A Different Perspective
China Railway Hi-tech Industry shareholders are up 5.0% for the year (even including dividends). Unfortunately this falls short of the market return. But at least that's still a gain! Over five years the TSR has been a reduction of 2% per year, over five years. It could well be that the business is stabilizing. It's always interesting to track share price performance over the longer term. But to understand China Railway Hi-tech Industry better, we need to consider many other factors. For instance, we've identified 1 warning sign for China Railway Hi-tech Industry that you should be aware of.
If you would prefer to check out another company -- one with potentially superior financials -- then do not miss this free list of companies that have proven they can grow earnings.
Please note, the market returns quoted in this article reflect the market weighted average returns of stocks that currently trade on Chinese exchanges.

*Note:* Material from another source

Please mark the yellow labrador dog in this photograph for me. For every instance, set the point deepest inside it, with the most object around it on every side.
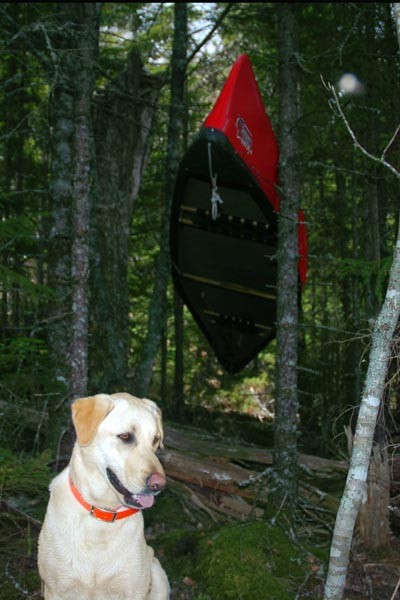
(92, 546)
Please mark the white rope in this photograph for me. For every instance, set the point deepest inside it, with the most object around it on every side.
(215, 197)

Have feedback on this article? Concerned about the content? Get in touch with us directly. Alternatively, email editorial-team (at) simplywallst.com.
This article by Simply Wall St is general in nature. We provide commentary based on historical data and analyst forecasts only using an unbiased methodology and our articles are not intended to be financial advice. It does not constitute a recommendation to buy or sell any stock, and does not take account of your objectives, or your financial situation. We aim to bring you long-term focused analysis driven by fundamental data. Note that our analysis may not factor in the latest price-sensitive company announcements or qualitative material. Simply Wall St has no position in any stocks mentioned.